What has Alexander Skarsgård said about Hidden?
"Hidden" deserves some serious credit for hitting multiple emotional beats. The movie isn't just a grim story of survival. It also celebrates the love between parents and children and ends on a somewhat positive note. That said, the movie definitely spends most of its time dwelling in the darkness, and that seems to be what stuck with Alexander Skarsgård the most after his time working on it.
Skarsgård told GQ that "Hidden" was a particularly challenging shoot for him. He knew what he was getting into, though. Skarsgård was sold on the film after watching a 3-minute short from the Duffer brothers telling roughly the same story. Part of the challenge was the physicality of playing someone on the brink of survival. "I had to lose weight for it, so I was kind of running on fumes for two months," Skarsgård said. "I was always starving."
The other part of the challenge came from the emotional toll of the role. Skarsgård spent the shoot working with just two other actors, and they spent the majority of their time in a dark basement pretending that the rest of the world outside had collapsed. "It was just, like, a lot of darkness," Skarsgård said. He dove straight into the depths, and his effort paid off in the movie.

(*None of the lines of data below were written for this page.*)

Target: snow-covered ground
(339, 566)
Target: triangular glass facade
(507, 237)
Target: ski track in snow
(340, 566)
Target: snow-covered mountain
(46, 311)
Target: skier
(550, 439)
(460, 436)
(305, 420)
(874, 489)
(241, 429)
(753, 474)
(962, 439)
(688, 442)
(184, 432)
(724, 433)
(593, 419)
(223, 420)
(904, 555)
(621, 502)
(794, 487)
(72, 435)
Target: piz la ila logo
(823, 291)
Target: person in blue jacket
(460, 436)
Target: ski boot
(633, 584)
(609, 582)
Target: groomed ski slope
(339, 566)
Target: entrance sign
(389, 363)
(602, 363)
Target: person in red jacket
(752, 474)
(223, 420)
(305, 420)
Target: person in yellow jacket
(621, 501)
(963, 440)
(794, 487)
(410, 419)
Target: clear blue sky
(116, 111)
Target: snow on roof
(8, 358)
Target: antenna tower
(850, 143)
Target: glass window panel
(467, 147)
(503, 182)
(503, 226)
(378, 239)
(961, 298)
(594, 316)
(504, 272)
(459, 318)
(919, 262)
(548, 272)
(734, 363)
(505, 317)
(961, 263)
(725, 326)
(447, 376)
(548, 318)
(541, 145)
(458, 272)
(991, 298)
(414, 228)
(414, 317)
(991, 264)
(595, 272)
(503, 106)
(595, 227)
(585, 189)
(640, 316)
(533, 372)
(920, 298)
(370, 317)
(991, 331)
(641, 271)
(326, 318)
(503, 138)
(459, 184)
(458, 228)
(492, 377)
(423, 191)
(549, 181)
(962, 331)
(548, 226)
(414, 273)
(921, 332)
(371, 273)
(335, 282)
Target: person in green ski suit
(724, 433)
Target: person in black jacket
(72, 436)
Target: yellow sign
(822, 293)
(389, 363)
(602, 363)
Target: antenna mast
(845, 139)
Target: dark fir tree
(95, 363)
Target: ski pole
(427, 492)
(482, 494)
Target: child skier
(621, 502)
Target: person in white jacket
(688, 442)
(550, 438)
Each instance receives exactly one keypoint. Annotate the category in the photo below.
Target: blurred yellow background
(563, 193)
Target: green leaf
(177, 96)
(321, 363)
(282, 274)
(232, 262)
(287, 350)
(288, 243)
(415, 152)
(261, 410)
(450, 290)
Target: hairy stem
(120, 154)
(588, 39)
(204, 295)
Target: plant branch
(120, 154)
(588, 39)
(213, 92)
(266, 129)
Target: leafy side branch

What have the Duffer brothers said about Hidden?
Matt and Ross Duffer are big names now. Their work on "Stranger Things" has skyrocketed them to success, but back when they were working on "Hidden," their future in the entertainment business seemed anything but sure. The movie was their very first feature, and its development traveled a rocky road.

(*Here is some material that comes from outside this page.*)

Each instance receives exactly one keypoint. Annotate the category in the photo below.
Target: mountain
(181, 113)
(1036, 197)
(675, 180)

The Duffer brothers told Vulture that after selling their script to Warner Bros., they thought everything would be smooth sailing. Just a few weeks into the production, however, they realized that the executives backing the film weren't thrilled about the entire thing being set in a bomb shelter. After some behind-the-scenes drama, the brothers realized that they were going to get to make their movie, but the studio wouldn't be putting in much effort to help "Hidden" find an audience.

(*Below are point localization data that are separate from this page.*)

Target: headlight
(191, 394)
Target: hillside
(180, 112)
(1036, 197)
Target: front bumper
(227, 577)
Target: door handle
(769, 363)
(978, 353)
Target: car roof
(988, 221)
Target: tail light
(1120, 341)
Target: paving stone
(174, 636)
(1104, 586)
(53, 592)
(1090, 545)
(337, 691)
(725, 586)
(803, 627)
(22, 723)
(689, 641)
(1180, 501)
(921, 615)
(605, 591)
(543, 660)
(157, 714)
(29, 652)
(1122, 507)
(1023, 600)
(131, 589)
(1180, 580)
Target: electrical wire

Now they look back at the whole ordeal as a learning experience. Ross Duffer said, "At the end of the day 'Hidden' was a great experience because we know what it's like to fail. And we know it will happen again." That attitude carried the two of them into "Stranger Things" and the success they've found in the years since "Hidden" debuted.
Could there be a sequel?
One of the biggest strengths of "Hidden" is that the movie leaves you wanting more. It holds back its dramatic reveals until the very end, and just when a whole new world of possibilities has exploded on screen, the movie cuts to black. The movie's big twist will keep it lingering in your mind, and it's only natural to wonder if a sequel could work.
On one hand, the path to a "Hidden 2" seems clear. There's a massive, apocalypse-ridden world that the Duffer brothers could explore in a follow-up. The sequel could focus on what happens to Zoe and Claire after they move into the new infected community. Maybe things go smoothly for a time, then the Breathers find them and chaos breaks out once more. Maybe the sequel moves on to new characters and takes a wider look at the state of the world post-virus.
Unfortunately, there's a big difference between "could" and "will" when it comes to movie sequels. There easily could be a "Hidden 2," but there more than likely won't be. The original wasn't exactly a box office smash, and it already tells a mostly complete story. The truth is, the Duffers made the movie they wanted to make, and they've probably got their minds on all-new stories for the future.